そのタイミングで場内コールがかかった。ミカさんがボクのシートを離れ、ミウが戻ってくる。そんなアナウンスだった。
ボクもその頃はアナウンスの声もよく耳に入る様になっており、どんなワードがどんな合図かも理解できる様になっていた。
「ただいまあ。ゴメンネ遅くなっちゃって。」
「指名のお客さんが来たの?」
「ウン。でも私はアッくんの方が好き。」
このセリフをそのまま信用してはいけない。この「好き」はもちろん営業用である。彼女が個人的にボクを好きになる筈もない。そう言い聞かせて言葉を飲み込む。
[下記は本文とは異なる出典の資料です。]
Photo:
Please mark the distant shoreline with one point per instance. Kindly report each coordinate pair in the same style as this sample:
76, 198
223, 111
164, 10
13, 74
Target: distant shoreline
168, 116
「ありがとう。でもこれでボクの時間は半分になるわけだね。」
そう言うと彼女は何も言わず、ボクに唇を合わせてきた。
ボクは彼女の体を抱きしめる。そして微妙な感情に胸が痛むのである。
―――本当は誰の手にも触れさせたくない。―――
だけど、今の自分にはそんなことを言える権利は無い。ただ、今の時間だけを自分の時間として納得するしかないのだ。
ボクたちはあまり多くの言葉もなく、弾むような会話も少なく、ただ唇を合わせただけの時間を過ごす。
そして数分おきにもう一人の指名客とボクのシートとの間を往来するのである。